The three men left the penitentiary in Popovaca, about 60 kilometres east of Zagreb, shortly after 6am, before the arrival of reporters and camera crews.

Norac has been in prison for more than 10 years, since March 2001. He was initially sentenced to 12 years' imprisonment for war crimes in the Gospic area, and later to six years for crimes in the Medak Pocket. When the second verdict became final, the Supreme Court imposed on him a single prison sentence of 15 years. In September 2010, President Ivo Josipovic, acting in his capacity as Commander in Chief of the Armed Forces, stripped him of his rank of general.

Petrac, who before his trial had been on the run for more than a year, was sentenced to seven and a half years for the abduction of the son of retired general Vladimir Zagorec and for the extortion of businessman Miroslav Matkun of Novi Marof. His sentence would expire in March 2013.

Petrac served his term in several prisons.
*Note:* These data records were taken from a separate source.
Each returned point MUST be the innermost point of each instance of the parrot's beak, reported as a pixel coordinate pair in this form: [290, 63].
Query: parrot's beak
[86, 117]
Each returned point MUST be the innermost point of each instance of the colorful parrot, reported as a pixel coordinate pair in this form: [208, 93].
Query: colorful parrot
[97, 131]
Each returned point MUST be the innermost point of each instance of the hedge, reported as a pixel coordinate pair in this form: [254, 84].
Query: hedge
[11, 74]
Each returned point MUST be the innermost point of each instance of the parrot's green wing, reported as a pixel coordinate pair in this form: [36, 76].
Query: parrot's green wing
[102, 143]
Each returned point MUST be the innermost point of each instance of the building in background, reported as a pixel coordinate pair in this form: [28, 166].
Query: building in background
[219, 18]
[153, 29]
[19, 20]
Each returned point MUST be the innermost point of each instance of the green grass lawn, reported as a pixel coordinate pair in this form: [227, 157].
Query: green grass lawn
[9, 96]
While in the Lepoglava penitentiary, contrary to prison rules, he enjoyed many privileges to which he was not entitled, due to which former warden Stjepan Loparic and his assistant Neven Putar were sentenced pending appeal to 20 and 14 months in prison respectively. Petrac testified in the trial of retired general Vladimir Zagorec, who was found guilty of taking USD 5 million in jewels from a Defence Ministry safe when leaving his post of assistant defence minister in 2000. Petrac was the first to make allegations about the jewel theft in the trial for the kidnapping of Zagorec's underage son.

Sulic was sentenced in 2007 to seven years in prison for defrauding the Croatiabus transport company of 15.5 million kuna, and the Supreme Court later reduced his sentence to five years. In April this year he was sentenced pending appeal to two years in prison for acquiring an apartment worth more than half a million kuna through fraudulent activities to the detriment of Croatiabus.

The Justice Ministry's Parole Board has granted them parole after serving more than two thirds of their sentences. They will serve the rest of their sentences outside prison subject to rules set by the Parole Board.